Essentia is an open-source C++ library for audio analysis and audio-based music information retrieval released under the Affero GPLv3 license (also available under proprietary license upon request). It contains an extensive collection of reusable algorithms which implement audio input/output functionality, standard digital signal processing blocks, statistical characterization of data, and a large set of spectral, temporal, tonal and high-level music descriptors. In addition, Essentia can be complemented with Gaia, a C++ library with python bindings which implement similarity measures and classiﬁcations on the results of audio analysis, and generate classiﬁcation models that Essentia can use to compute high-level description of music (same license terms apply).
Essentia is not a framework, but rather a collection of algorithms (plus some infrastructure for multithreading and low memory usage) wrapped in a library. It doesn’t provide common high-level logic for descriptor computation (so you aren’t locked into a certain way of doing things). It rather focuses on the robustness, performance and optimality of the provided algorithms, as well as ease of use. The flow of the analysis is decided and implemented by the user, while Essentia is taking care of the implementation details of the algorithms being used. An example extractor is provided, but it should be considered as an example only, not “the” only correct way of doing things.
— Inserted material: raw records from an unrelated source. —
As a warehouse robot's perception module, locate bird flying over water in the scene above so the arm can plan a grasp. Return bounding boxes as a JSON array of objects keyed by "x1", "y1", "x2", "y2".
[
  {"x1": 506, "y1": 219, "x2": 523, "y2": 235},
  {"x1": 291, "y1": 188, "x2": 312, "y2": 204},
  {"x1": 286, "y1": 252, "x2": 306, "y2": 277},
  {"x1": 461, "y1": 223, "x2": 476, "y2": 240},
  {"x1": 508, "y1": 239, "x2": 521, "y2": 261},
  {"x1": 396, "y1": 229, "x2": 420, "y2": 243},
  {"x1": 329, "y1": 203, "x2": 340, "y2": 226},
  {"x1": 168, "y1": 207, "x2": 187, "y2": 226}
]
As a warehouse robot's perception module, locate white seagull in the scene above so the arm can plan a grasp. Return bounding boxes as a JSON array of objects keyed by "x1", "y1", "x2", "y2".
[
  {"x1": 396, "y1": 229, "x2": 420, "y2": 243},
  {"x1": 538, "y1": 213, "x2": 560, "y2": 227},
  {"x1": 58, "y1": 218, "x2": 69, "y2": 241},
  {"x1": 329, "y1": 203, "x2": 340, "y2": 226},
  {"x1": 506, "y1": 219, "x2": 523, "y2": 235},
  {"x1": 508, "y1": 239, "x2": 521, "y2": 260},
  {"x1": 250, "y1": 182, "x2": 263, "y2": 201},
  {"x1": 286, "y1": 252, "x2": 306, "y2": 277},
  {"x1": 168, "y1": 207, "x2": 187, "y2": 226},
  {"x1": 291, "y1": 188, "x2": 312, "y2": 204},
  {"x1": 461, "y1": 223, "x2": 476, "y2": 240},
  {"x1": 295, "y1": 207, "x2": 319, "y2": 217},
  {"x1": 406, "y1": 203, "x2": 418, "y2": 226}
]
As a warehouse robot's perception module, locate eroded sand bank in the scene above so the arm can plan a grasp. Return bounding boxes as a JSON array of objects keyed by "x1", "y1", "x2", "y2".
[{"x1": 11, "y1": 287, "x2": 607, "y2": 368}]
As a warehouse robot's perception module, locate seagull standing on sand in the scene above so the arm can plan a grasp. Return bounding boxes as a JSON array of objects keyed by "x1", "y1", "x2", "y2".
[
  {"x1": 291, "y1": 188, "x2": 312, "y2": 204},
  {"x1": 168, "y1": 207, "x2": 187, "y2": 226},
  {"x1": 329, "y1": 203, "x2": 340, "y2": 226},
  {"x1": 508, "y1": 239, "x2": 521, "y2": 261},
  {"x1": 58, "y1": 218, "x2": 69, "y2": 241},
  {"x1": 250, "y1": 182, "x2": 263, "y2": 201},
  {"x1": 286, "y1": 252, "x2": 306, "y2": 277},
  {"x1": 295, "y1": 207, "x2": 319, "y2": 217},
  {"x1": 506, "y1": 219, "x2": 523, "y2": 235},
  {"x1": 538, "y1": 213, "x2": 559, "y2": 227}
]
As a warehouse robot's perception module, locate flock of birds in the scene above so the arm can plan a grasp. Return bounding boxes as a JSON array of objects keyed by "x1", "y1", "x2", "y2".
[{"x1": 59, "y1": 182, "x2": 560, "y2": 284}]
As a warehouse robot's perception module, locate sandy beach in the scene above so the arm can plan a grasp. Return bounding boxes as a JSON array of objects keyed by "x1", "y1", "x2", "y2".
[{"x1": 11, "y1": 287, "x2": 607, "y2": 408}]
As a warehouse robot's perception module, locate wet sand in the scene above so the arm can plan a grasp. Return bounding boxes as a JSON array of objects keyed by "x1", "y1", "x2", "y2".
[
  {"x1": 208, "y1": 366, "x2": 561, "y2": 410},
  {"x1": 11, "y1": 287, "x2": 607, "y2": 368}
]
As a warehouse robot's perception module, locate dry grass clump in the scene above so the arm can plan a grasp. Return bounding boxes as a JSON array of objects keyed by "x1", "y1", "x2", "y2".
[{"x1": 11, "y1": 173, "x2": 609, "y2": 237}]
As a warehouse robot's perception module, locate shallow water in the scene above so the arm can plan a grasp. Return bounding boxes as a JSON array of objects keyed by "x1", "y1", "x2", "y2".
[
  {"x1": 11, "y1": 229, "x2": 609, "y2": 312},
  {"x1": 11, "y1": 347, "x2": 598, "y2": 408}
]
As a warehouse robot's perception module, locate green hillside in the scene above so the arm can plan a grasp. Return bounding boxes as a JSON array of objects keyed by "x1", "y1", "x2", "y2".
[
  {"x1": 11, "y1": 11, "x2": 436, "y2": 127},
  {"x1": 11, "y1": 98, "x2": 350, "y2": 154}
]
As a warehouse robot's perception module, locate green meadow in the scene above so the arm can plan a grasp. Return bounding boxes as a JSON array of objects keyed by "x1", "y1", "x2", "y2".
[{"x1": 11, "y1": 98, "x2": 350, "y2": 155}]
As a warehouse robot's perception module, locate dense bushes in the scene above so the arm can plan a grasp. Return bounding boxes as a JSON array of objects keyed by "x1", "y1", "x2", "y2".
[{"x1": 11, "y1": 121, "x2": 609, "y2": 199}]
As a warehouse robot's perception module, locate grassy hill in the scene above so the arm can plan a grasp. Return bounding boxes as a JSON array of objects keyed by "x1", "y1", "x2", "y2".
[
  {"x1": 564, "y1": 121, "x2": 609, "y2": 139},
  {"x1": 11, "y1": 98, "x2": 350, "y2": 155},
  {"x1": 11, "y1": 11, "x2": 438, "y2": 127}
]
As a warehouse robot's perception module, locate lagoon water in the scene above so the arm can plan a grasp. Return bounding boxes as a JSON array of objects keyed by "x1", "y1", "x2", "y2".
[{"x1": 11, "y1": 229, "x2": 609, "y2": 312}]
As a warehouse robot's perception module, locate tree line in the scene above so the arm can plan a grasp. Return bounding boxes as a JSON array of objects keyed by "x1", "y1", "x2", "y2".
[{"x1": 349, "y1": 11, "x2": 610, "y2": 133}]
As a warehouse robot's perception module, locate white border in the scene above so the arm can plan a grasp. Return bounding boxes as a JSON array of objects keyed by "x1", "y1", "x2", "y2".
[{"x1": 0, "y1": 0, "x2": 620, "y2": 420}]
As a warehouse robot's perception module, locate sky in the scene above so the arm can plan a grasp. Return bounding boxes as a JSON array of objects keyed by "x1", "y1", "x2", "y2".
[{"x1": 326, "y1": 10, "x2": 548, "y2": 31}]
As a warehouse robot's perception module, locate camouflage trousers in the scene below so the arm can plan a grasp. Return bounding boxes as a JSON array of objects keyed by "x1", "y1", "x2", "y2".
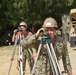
[
  {"x1": 35, "y1": 55, "x2": 52, "y2": 75},
  {"x1": 23, "y1": 50, "x2": 34, "y2": 73}
]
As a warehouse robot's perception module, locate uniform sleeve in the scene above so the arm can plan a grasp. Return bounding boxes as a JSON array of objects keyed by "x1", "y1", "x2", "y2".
[
  {"x1": 21, "y1": 35, "x2": 36, "y2": 49},
  {"x1": 62, "y1": 41, "x2": 72, "y2": 71}
]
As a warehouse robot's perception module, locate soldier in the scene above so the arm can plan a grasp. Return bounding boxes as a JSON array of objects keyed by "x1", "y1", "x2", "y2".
[
  {"x1": 21, "y1": 18, "x2": 72, "y2": 75},
  {"x1": 12, "y1": 21, "x2": 33, "y2": 74}
]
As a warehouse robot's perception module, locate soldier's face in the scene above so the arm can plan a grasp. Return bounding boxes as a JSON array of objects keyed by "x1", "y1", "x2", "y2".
[
  {"x1": 48, "y1": 27, "x2": 56, "y2": 37},
  {"x1": 21, "y1": 26, "x2": 27, "y2": 32}
]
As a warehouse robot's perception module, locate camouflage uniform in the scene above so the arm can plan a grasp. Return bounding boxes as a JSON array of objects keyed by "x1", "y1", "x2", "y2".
[{"x1": 21, "y1": 35, "x2": 72, "y2": 75}]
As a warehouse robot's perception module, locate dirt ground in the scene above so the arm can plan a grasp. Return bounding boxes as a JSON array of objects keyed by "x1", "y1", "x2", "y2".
[{"x1": 0, "y1": 43, "x2": 76, "y2": 75}]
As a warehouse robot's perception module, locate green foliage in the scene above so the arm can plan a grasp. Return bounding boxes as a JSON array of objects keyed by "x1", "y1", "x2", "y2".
[{"x1": 0, "y1": 0, "x2": 76, "y2": 29}]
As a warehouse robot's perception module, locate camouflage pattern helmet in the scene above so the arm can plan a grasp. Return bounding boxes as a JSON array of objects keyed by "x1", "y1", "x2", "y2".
[
  {"x1": 19, "y1": 21, "x2": 27, "y2": 27},
  {"x1": 42, "y1": 17, "x2": 58, "y2": 28}
]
The library is also wrapped in Python and includes a number of predeﬁned executable extractors for the available music descriptors, which facilitates its use for fast prototyping and allows setting up research experiments very rapidly. Furthermore, it includes a Vamp plugin to be used with Sonic Visualiser for visualization purposes. The library is cross-platform and currently supports Linux and Mac OS X systems. Essentia is designed with a focus on the robustness of the provided music descriptors and is optimized in terms of the computational cost of the algorithms. The provided functionality, speciﬁcally the music descriptors included in-the-box and signal processing algorithms, is easily expandable and allows for both research experiments and development of large-scale industrial applications.